Theorem: Let $\varphi : E \to \mathbb R \cup \{+\infty\}$ be proper. Then the following statements are equivalent.

• (i) $\varphi$ is convex l.s.c.
• (ii) $\varphi = \psi^*$ for some proper function $\psi:E^* \to \mathbb R \cup \{+\infty\}$.
• (iii) $\varphi = \varphi^{**}$.

Answer 1

Clearly, (iii) implies (ii), and (ii) implies (i). Let's prove (i) implies (iii).

• First, we assume $\varphi \ge 0$.

We have $\varphi^* (f) \ge f(x) - \varphi (x)$ and thus $\varphi (x) \ge f(x) - \varphi^* (f)$ for all $f \in E^*$. Then $\varphi (x) \ge \varphi^{**} (x)$. Next we prove $\varphi (x) \le \varphi^{**} (x)$. Assume the contrary that there is $a \in X$ such that $\varphi (a) > \varphi^{**} (a)$. Then $\varphi^{**} (a) \in \mathbb R$.

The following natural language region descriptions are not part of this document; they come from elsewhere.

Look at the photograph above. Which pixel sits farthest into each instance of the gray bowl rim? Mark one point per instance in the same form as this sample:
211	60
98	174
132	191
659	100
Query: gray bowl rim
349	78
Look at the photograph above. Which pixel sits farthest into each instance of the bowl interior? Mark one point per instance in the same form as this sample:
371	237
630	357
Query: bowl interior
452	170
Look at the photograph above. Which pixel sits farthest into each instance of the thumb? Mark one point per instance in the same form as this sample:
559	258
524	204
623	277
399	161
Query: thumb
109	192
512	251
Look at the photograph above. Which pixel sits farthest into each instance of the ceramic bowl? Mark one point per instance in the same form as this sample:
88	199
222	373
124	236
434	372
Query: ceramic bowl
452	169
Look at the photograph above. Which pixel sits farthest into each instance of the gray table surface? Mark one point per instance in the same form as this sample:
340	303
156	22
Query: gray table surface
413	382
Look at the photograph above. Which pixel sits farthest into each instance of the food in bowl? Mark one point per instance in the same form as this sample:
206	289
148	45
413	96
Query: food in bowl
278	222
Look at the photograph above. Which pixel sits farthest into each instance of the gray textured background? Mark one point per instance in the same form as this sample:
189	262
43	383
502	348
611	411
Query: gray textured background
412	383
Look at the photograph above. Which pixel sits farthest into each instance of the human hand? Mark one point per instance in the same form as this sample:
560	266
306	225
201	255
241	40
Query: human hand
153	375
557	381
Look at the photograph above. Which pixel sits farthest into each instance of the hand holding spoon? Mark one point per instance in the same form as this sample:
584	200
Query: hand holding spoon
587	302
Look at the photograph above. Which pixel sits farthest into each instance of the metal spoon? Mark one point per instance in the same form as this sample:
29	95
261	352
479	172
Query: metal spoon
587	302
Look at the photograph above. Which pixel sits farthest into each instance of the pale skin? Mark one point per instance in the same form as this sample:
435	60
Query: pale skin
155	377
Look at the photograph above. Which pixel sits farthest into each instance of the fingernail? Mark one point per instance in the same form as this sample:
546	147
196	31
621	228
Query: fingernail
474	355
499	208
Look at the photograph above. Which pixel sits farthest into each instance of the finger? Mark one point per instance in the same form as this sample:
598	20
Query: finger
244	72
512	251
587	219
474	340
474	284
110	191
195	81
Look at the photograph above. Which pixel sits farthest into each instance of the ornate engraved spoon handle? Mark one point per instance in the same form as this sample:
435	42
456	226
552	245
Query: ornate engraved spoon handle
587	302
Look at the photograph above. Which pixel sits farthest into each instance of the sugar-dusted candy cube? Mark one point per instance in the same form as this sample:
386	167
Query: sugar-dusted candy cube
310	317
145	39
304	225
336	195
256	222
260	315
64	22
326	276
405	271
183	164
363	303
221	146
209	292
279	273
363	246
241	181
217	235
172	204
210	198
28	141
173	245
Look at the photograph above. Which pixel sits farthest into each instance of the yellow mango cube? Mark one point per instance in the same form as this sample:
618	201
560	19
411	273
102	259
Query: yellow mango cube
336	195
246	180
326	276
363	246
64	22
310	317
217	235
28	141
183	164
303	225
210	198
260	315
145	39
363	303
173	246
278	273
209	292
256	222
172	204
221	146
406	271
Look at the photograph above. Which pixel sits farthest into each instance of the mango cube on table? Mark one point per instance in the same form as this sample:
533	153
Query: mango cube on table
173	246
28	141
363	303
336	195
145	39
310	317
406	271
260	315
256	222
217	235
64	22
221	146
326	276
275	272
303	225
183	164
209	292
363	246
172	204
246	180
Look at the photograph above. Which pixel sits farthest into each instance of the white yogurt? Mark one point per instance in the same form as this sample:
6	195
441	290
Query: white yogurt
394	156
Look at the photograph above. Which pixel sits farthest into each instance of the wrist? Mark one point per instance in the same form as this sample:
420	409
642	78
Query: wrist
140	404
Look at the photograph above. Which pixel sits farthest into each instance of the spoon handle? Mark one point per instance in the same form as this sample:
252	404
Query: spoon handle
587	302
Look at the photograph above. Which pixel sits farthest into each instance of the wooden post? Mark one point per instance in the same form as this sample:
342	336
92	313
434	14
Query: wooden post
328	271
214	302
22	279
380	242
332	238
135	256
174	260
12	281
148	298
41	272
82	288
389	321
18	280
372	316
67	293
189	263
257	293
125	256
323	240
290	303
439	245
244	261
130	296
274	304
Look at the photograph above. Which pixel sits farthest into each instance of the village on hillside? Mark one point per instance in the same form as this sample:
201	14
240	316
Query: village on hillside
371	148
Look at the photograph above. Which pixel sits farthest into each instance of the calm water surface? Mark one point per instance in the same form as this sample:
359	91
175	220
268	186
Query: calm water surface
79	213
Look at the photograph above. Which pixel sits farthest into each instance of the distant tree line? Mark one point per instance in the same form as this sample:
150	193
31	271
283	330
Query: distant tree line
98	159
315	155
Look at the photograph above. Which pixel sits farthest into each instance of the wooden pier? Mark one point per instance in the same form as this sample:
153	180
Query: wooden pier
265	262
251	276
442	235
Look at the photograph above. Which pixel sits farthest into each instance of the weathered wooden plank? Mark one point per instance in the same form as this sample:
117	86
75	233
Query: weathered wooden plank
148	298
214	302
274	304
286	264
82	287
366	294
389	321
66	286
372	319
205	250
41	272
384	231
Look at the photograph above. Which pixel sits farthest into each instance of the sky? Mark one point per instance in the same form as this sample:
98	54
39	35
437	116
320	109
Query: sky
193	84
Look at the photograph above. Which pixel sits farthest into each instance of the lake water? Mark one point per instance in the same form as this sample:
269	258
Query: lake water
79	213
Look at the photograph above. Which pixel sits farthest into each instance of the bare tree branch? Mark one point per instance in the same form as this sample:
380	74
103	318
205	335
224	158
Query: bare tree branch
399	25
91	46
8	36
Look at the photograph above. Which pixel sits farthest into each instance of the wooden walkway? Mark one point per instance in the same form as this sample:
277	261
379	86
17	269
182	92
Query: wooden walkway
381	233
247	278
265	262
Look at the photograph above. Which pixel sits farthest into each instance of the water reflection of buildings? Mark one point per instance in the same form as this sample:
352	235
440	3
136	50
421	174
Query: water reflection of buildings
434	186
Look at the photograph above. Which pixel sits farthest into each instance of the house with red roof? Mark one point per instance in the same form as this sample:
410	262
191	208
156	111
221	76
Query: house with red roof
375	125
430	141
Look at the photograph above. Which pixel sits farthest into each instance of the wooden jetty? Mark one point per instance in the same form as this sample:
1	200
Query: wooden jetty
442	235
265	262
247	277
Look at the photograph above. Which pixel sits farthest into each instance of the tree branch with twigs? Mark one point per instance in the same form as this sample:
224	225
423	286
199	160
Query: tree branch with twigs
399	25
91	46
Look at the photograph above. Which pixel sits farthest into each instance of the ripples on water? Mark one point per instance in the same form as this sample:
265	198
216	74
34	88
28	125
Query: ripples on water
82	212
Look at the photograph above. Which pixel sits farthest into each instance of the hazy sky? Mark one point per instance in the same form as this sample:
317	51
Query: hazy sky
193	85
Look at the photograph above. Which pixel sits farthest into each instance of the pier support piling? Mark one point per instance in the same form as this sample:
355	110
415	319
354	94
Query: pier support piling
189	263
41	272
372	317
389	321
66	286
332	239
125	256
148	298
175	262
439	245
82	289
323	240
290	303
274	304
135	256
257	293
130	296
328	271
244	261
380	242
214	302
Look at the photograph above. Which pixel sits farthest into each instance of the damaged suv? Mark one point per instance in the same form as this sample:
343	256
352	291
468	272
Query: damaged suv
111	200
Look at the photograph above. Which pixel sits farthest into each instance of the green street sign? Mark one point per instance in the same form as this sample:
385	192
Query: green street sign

Because $\varphi$ is convex l.s.c., $\operatorname{epi} \varphi$ is closed convex. We apply Hahn-Banach theorem to strictly separate $\operatorname{epi} \varphi$ and $\{(a, \varphi^{**} (a))\}$. There exist $f \in E^*$ and $k,\alpha \in \mathbb R$ such that $$ f(x) + k \lambda > \alpha > f(a) + k \varphi^{**} (a) \quad \forall (x, \lambda) \in \operatorname{epi} \varphi. $$

It follows that $k \ge 0$. Fix $\varepsilon >0$. Because $\varphi \ge 0$, we get $$ f(x) + (k + \varepsilon) \varphi (x) > \alpha \quad \forall x \in \operatorname{dom} \varphi. $$

This implies $$ \frac{-f(x)}{k + \varepsilon} - \varphi (x)< \frac{-\alpha}{k + \varepsilon} \quad \forall x \in \operatorname{dom} \varphi. $$

So $$ \varphi^* \left ( \frac{-f}{k + \varepsilon} \right ) \le \frac{-\alpha}{k + \varepsilon}. $$

Then $$ \varphi^{**} (a) \ge \frac{-f(a)}{k + \varepsilon} - \varphi^* \left ( \frac{-f}{k + \varepsilon} \right ) \ge \frac{-f(a)}{k + \varepsilon} + \frac{\alpha}{k + \varepsilon} = \frac{-f(a) +\alpha}{k + \varepsilon}. $$

Taking the limit $\varepsilon \to 0^+$, we get $\varphi^{**} (a) \ge \frac{-f(a) +\alpha}{k}$, which is a contradiction.

• Now we consider the general case.

Lemma: Every proper l.s.c. convex function $f:E \to \mathbb R \cup \{+\infty\}$ on a normed space $X$ is bounded below by an affine continuous function.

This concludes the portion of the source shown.